Genetic counselling and testing for inherited dementia: single-centre evaluation of the consensus Italian DIAfN protocol

Background A consensus protocol for genetic counselling and testing of familial dementia, the Italian Dominantly Inherited Alzheimer’s and Frontotemporal Network (IT-DIAfN) protocol, has been developed in Italy by a network of expert dementia centres. The aim of this study is to evaluate feasibility and acceptability of the genetic counselling and testing process, as undertaken according to the IT-DIAfN protocol in one of the IT-DIAfN dementia research centres. Methods The protocol was tested by a multidisciplinary team at the IRCCS Istituto Centro San Giovanni di Dio Fatebenefratelli, Brescia, Italy, on affected individuals with suspected inherited forms of Alzheimer’s disease (AD) or frontotemporal dementia (FTD), and to healthy at-risk relatives.

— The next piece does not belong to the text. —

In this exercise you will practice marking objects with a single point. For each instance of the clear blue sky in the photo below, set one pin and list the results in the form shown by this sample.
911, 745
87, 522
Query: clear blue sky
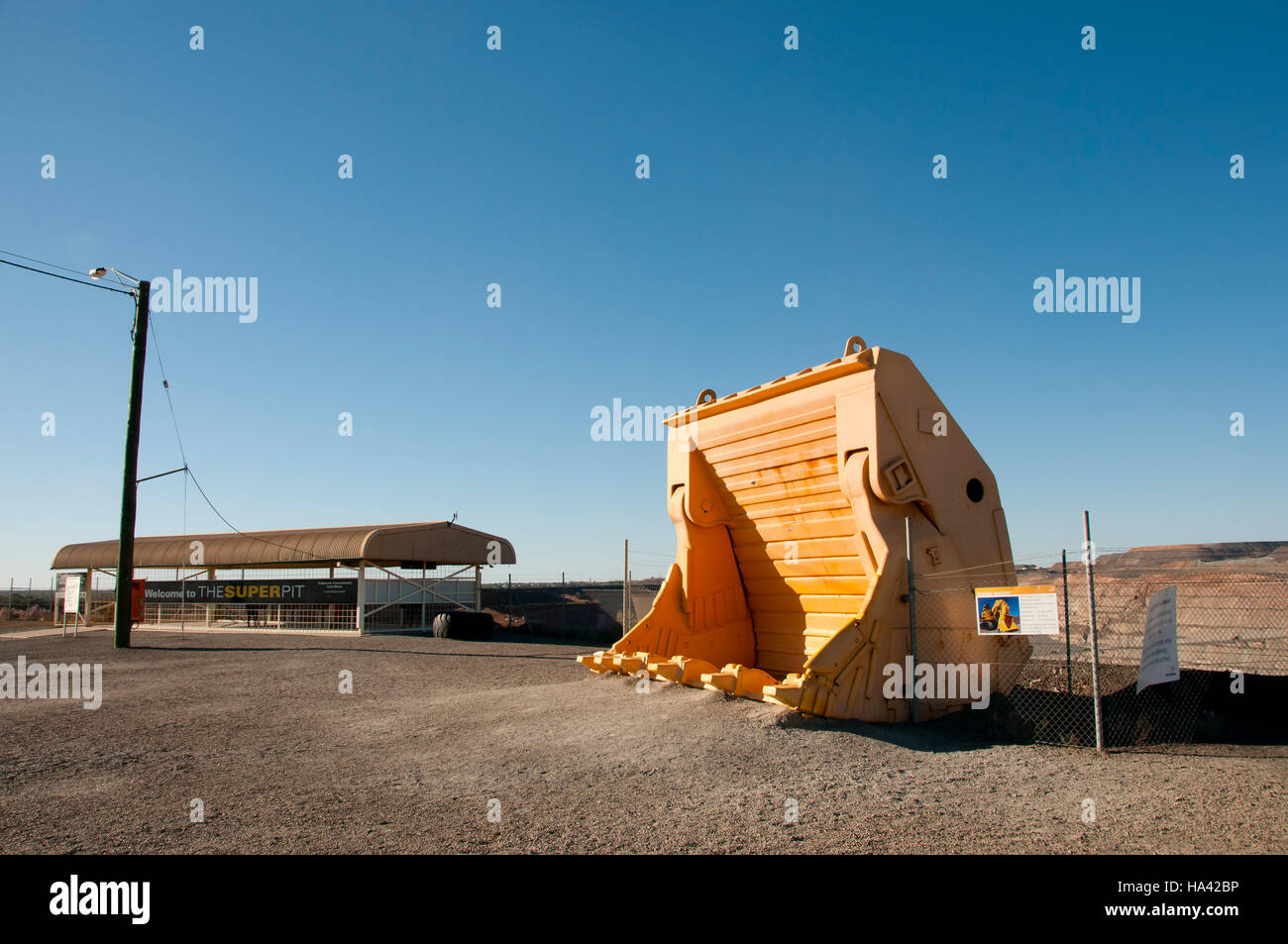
518, 166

The genetic counselling and testing process consisted of (i) pre-test consultation and psychological assessment (ii) genetic testing, (iii) genetic test result disclosure and (iv) follow-up consultation and psychological assessment. Results Twenty affected individuals from 17 families fulfilled the family history criteria of the IT-DIAfN protocol for suspected inherited dementia (17 for AD, 2 for FTD, 1 for inclusion body myopathy with Paget disease of bone and frontotemporal dementia) and were included in the protocol. Nineteen out of 20 affected individuals received the genetic test result (one left after the pre-test consultation being not ready to cope with an unfavourable outcome). A pathogenic mutation was found in 6 affected individuals (1 in PSEN1, 2 in PSEN2, 1 in GRN, 1 in MAPT, 1 in VCP). Eleven healthy at-risk relatives asked to undergo predictive testing and were included in the protocol. Three completed the protocol, including follow-up; one did not ask for the genetic test result after genetic testing; and eight withdrew before the genetic testing, mainly due to an increased awareness about the possible consequences of an unfavourable test result. To date, no catastrophic reactions were reported at the follow-up. Conclusions Our case series shows that a structured genetic counselling and testing protocol for inherited dementia can be implemented in both affected individuals and at-risk relatives in a research setting. The procedure was shown to be safe in terms of occurrence of catastrophic events. A formal validation in larger cohorts is needed.